Treeck M, Zacherl S, Herrmann S, Cabrera A, Kono M, Struck NS, Engelberg K, Haase S, Frischknecht F, Miura K, Spielmann T, Gilberger TW - PLoS Pathog. (2009)

Bottom Line: We identify several residues in the cytoplasmic tail that are essential for AMA-1 function.We validate this data using additional transgenic parasite lines expressing AMA-1 mutants with TY1 epitopes.We show that the cytoplasmic domain of AMA-1 is phosphorylated.

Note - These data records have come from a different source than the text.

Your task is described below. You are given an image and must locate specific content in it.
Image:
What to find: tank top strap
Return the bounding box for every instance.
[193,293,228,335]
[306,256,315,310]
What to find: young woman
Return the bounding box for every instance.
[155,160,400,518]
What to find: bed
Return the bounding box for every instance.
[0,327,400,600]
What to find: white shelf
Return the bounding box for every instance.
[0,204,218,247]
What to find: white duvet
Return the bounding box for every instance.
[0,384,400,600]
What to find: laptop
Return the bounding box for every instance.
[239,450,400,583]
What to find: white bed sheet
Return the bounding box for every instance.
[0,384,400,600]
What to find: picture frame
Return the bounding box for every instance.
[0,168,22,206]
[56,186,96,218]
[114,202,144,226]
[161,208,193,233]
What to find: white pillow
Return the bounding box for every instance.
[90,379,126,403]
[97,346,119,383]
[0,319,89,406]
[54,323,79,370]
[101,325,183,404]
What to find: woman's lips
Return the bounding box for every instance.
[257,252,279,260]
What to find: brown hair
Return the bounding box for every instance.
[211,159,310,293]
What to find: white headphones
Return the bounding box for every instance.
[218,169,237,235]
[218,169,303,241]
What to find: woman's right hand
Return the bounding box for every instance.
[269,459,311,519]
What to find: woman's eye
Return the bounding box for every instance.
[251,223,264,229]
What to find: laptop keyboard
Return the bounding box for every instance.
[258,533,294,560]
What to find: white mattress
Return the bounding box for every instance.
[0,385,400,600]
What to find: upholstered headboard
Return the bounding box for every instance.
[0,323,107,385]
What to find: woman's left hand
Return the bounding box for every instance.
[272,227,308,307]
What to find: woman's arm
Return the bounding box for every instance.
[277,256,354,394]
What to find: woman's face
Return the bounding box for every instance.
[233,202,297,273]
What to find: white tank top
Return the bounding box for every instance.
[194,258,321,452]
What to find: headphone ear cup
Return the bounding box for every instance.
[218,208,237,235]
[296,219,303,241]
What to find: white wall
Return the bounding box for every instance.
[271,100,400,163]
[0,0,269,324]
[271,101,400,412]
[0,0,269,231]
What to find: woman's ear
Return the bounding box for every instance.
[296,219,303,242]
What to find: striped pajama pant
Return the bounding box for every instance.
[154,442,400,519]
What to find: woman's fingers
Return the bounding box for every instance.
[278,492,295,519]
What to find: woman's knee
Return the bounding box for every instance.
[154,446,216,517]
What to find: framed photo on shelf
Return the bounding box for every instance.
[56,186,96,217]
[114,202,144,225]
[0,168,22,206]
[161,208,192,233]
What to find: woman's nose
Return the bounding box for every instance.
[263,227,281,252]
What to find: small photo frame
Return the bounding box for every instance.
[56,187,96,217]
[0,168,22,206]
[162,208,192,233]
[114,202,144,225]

View Article: PubMed Central - PubMed

Affiliation: Department of Molecular Parasitology, Bernhard-Nocht-Institute for Tropical Medicine, Hamburg, Germany.

ABSTRACT
A key process in the lifecycle of the malaria parasite Plasmodium falciparum is the fast invasion of human erythrocytes. Entry into the host cell requires the apical membrane antigen 1 (AMA-1), a type I transmembrane protein located in the micronemes of the merozoite. Although AMA-1 is evolving into the leading blood-stage malaria vaccine candidate, its precise role in invasion is still unclear. We investigate AMA-1 function using live video microscopy in the absence and presence of an AMA-1 inhibitory peptide. This data reveals a crucial function of AMA-1 during the primary contact period upstream of the entry process at around the time of moving junction formation. We generate a Plasmodium falciparum cell line that expresses a functional GFP-tagged AMA-1. This allows the visualization of the dynamics of AMA-1 in live parasites. We functionally validate the ectopically expressed AMA-1 by establishing a complementation assay based on strain-specific inhibition. This method provides the basis for the functional analysis of essential genes that are refractory to any genetic manipulation. Using the complementation assay, we show that the cytoplasmic domain of AMA-1 is not required for correct trafficking and surface translocation but is essential for AMA-1 function. Although this function can be mimicked by the highly conserved cytoplasmic domains of P. vivax and P. berghei, the exchange with the heterologous domain of the microneme protein EBA-175 or the rhoptry protein Rh2b leads to a loss of function. We identify several residues in the cytoplasmic tail that are essential for AMA-1 function. We validate this data using additional transgenic parasite lines expressing AMA-1 mutants with TY1 epitopes. We show that the cytoplasmic domain of AMA-1 is phosphorylated. Mutational analysis suggests an important role for the phosphorylation in the invasion process, which might translate into novel therapeutic strategies.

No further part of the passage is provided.